Mingjin Zhang,Jiannong Cao,Yuvraj Sahni,Xiangchun Chen,Shan Jiang
2024-03-23
Abstract:Edge AI has been recently proposed to facilitate the training and deployment of Deep Neural Network (DNN) models in proximity to the sources of data. To enable the training of large models on resource-constraint edge devices and protect data privacy, parallel split learning is becoming a practical and popular approach. However, current parallel split learning neglects the resource heterogeneity of edge devices, which may lead to the straggler issue. In this paper, we propose EdgeSplit, a novel parallel split learning framework to better accelerate distributed model training on heterogeneous and resource-constraint edge devices. EdgeSplit enhances the efficiency of model training on less powerful edge devices by adaptively segmenting the model into varying depths. Our approach focuses on reducing total training time by formulating and solving a task scheduling problem, which determines the most efficient model partition points and bandwidth allocation for each device. We employ a straightforward yet effective alternating algorithm for this purpose. Comprehensive tests conducted with a range of DNN models and datasets demonstrate that EdgeSplit not only facilitates the training of large models on resource-restricted edge devices but also surpasses existing baselines in performance.
Distributed, Parallel, and Cluster Computing
What problem does this paper attempt to address?

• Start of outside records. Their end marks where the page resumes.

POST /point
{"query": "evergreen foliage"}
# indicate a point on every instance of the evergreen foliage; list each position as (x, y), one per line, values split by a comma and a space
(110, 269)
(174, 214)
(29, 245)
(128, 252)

The paper aims to address the issue of efficient distributed model training on resource-constrained and heterogeneous edge devices. Specifically, the paper proposes the EdgeSplit framework, a novel parallel split learning framework that improves the efficiency of distributed model training through the following methods: 1. **Adaptive Model Splitting**: Dynamically splits the complete model into parts of different depths based on the heterogeneous computational capabilities of edge devices, thereby optimizing the model training tasks on each device. 2. **Task Scheduling and Bandwidth Allocation**: Determines the most effective model split points and bandwidth allocation strategies between devices and the server through mathematical modeling and solving the task scheduling problem, minimizing the overall training time. 3. **Improving Training Speed**: Experimental results show that EdgeSplit significantly improves training speed compared to other baseline methods, achieving up to 5.5 times acceleration on the ResNet50 model without loss of accuracy. Through these technical means, EdgeSplit enables efficient training of large-scale models on resource-constrained edge devices and significantly reduces the total training time by offloading part of the computational tasks to more powerful Federated Learning (FL) servers.